Moreddu et al. [25] in his study analysed the gender differences of piriform aperture by classical and geometric morphometry on 170 CT images of patients of known gender and known age using size and shape of piriform aperture. They concluded that there are statistically significant differences between men and women, in shape and size of piriform aperture, using both methods [25].
Jaiyeoba-Ojigho et al. [18] analysed piriform aperture on 51 skulls of unknown gender and age from Nigeria where they analysed the type of piriform aperture. They concluded that shape of piriform aperture on skulls in this study is typical for African population [18].
In his study on 97 radiographs of individuals from the Brazilian population, Prado et al. [26] analysed the piriform aperture using classical morphometry, concluding that all measurements (height and width of piriform aperture) were higher on the men than on the women.
Meyvaci Sertel et al. [24] analysed the piriform aperture on CT scans of 83 patients of known gender and known age (42 women and 41 men), concluding that all parameters of piriform aperture (height and width) had a statistically significant effect in gender determination.
Kabakci et al. [19] published the results of a study where they analysed the piriform aperture on CT images of 200 healthy individuals from the Turkish population who did not have deformities in this area, measuring the height and width of the aperture and determining the golden ratio. The subjects were divided into groups by age. They concluded that the width of the piriform aperture increases with age [19].
In 2020, Lee et al. [21] published the results of his research in which he analyses a nasal profile on CT images of 389 Koreans of known gender and known age. In each obtained three-dimensional model, they indicated 16 specific landmarks, between which they measured 18 diameters and, based on regression analysis, created models for predicting gender.
Schlager and Rudell [28] conducted a study investigating population differences of piriform aperture on CT images of Germans (140 women and 127 men) and Chinese (135 women and 132 men) using 370 bilateral coordinates.

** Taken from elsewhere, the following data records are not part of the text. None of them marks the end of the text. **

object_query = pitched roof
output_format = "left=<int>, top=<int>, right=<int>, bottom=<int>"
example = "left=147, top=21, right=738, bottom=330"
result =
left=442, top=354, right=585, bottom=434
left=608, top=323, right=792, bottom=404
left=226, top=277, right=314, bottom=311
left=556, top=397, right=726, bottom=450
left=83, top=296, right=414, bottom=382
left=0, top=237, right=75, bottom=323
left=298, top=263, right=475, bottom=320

They concluded that population differences are marked, and that gender differences within one population exist, and that they are similar to the gender differences observed within another population [28].
CONCLUSIONS
Principal component analysis showed that the first three PCA described 100% of variability between male and female. The first PCA axis describes 40.398% of the total variability of the analysed sample; the second PCA axis describes 36.871%, while the third PCA axis describes 22.731% variability between sexes.
The greatest variability between genders was present in the position of the anthropometric point (landmark) 8 (rhinion), which is located at the top of the piriform aperture. Variability was present in the position of the first and second anthropometric points, which are the most lateral points on the piriform aperture (aperthion — right and left).
Discriminant functional analysis of the shape and size of the piriform aperture allowed the gender determination with 64.03% accuracy for male gender and 70.83% accuracy for female gender.
The size of the piriform aperture showed a statistically significant effect for gender determination (p < 0.0001, the percentage influence of size was 3.3712%).
Discriminant functional analysis of piriform aperture shape without affecting size enabled gender determination with 59.71% accuracy for the male and 62.5% accuracy for the female gender.